Upcoming Isometric Warfare Title Operation: Valor Is Actively Seeking Alpha Testers

Credit: One Dawn Studios via Twitter

A studio called One Dawn has been hard at work for the past year or so working on a top-down military experience that will have you sweating and shooting bullets.  Titled Operation: Valor, One Dawn is looking at bringing warfare away from the standard genre of first-person shooters that all herald gritty violence and constant knifings gone awry, for a more birds-eye view of the ever-shifting battlefields that are a bit more true-to-life.

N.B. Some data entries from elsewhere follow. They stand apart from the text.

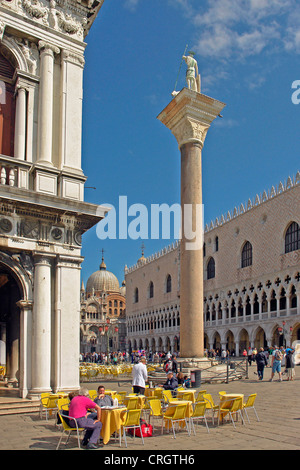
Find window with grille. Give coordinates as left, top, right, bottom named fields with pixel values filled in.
left=207, top=257, right=215, bottom=279
left=241, top=241, right=252, bottom=268
left=285, top=222, right=300, bottom=253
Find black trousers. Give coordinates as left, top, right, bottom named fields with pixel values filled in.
left=133, top=386, right=145, bottom=395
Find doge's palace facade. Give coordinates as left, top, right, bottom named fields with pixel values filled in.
left=125, top=173, right=300, bottom=356
left=0, top=0, right=107, bottom=398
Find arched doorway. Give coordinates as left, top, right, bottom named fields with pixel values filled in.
left=0, top=267, right=21, bottom=385
left=0, top=252, right=33, bottom=397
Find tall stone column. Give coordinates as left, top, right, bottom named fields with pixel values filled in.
left=29, top=254, right=53, bottom=396
left=157, top=88, right=225, bottom=359
left=37, top=41, right=60, bottom=166
left=17, top=300, right=33, bottom=398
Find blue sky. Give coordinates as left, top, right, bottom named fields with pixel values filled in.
left=80, top=0, right=300, bottom=287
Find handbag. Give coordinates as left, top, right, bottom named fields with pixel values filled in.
left=129, top=419, right=153, bottom=437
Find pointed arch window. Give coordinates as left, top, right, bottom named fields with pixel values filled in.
left=241, top=241, right=252, bottom=268
left=207, top=257, right=215, bottom=279
left=149, top=281, right=154, bottom=298
left=134, top=287, right=139, bottom=303
left=285, top=222, right=300, bottom=253
left=166, top=274, right=172, bottom=293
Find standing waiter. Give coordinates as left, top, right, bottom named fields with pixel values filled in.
left=132, top=356, right=148, bottom=395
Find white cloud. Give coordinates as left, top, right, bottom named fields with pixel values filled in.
left=124, top=0, right=140, bottom=12
left=173, top=0, right=299, bottom=60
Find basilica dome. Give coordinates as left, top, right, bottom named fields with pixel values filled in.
left=86, top=255, right=120, bottom=294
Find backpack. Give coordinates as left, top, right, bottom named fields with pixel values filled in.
left=275, top=350, right=282, bottom=361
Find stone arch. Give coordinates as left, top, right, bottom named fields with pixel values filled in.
left=238, top=328, right=250, bottom=352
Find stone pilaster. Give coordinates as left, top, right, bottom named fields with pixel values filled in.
left=37, top=41, right=60, bottom=166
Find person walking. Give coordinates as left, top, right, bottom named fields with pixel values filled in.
left=132, top=356, right=148, bottom=394
left=255, top=347, right=268, bottom=380
left=269, top=346, right=283, bottom=382
left=285, top=348, right=295, bottom=381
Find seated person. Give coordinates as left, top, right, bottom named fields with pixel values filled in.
left=176, top=372, right=185, bottom=386
left=163, top=371, right=178, bottom=391
left=184, top=375, right=191, bottom=388
left=94, top=385, right=114, bottom=407
left=68, top=387, right=102, bottom=450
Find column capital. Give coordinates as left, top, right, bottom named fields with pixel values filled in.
left=157, top=88, right=226, bottom=149
left=38, top=40, right=60, bottom=56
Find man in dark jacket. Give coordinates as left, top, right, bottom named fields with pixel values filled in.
left=163, top=371, right=179, bottom=391
left=255, top=347, right=268, bottom=380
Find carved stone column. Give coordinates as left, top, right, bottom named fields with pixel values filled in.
left=37, top=41, right=60, bottom=166
left=29, top=254, right=53, bottom=396
left=16, top=300, right=33, bottom=398
left=157, top=88, right=226, bottom=359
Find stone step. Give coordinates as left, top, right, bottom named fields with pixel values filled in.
left=0, top=400, right=40, bottom=416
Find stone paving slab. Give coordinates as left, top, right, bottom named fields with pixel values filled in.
left=0, top=366, right=299, bottom=452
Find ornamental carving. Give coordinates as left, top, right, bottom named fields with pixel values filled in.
left=21, top=0, right=48, bottom=22
left=172, top=118, right=209, bottom=148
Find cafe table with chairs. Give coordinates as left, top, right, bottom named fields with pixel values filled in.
left=100, top=405, right=128, bottom=445
left=161, top=400, right=193, bottom=438
left=218, top=393, right=245, bottom=426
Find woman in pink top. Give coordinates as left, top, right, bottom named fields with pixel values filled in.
left=68, top=387, right=102, bottom=449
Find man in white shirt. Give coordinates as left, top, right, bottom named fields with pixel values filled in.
left=132, top=356, right=148, bottom=394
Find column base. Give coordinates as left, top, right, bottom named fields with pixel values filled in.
left=178, top=357, right=211, bottom=371
left=27, top=387, right=52, bottom=399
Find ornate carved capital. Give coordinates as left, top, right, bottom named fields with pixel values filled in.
left=38, top=40, right=60, bottom=57
left=157, top=88, right=226, bottom=150
left=172, top=117, right=209, bottom=149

It’s definitely not a take for everyone, but from what One Dawn Studios has shown on their Twitter feed thus far, it’s smart to keep the fingers on its pulse as it crawls ever-closer to an actual release.  The title already has a Steam page up that’s noticeably barren save for a singular image, and the studio has claimed its intent multiple times for starting up a Kickstarter to get the title some funding to help flesh out the bones already in place.  While the first mention of the Kickstarter originally was marked for 2019, One Dawn has suppressed that into the current timeframe of Q2/Q3 of 2020.

This is likely where you come in; One Dawn is looking for fans of the genre to help in the Closed Alpha test that is coming up shortly to help the title finally come to Kickstarter.

It’s an easy opportunity to sink your teeth into what warfare meat is already present, and also help guide the title to success with your input.  Granted, Alpha testing doesn’t mean that you’re simply going to play a game until you want to explore something else; it’s a sort of pledge that many take to help developers up there titles standards and deliverables.

In Closed Alpha’s, you can typically expect a heavy slew of bugs that you’ll need to adequately note in regards to the cause and effect (meaning you’ll need to intentionally trigger bugs multiple times), the title crashing to desktop, placeholder elements that end up increasing the difficulty as you try to chew through a hard area with no UI, and all sorts of unspeakable things that would cause a normal human to throw their keyboard across the room.

In exchange, you get to influence a game from its early life into a complete title, experience development patterns and help bolster your resume if this is the kind of task that you find yourself enjoying.  With patience and solid writing skills, you can offer your services to studios internationally in a much-needed experience; a great foot in the door of game development yourself.

If it looks like a title that you’d be interested in yourself, there’s little reason to not hop in and at least try to mature the title a bit.  Just know what you’re signing up for, which is a statement that military recruiters should use a bit more liberally.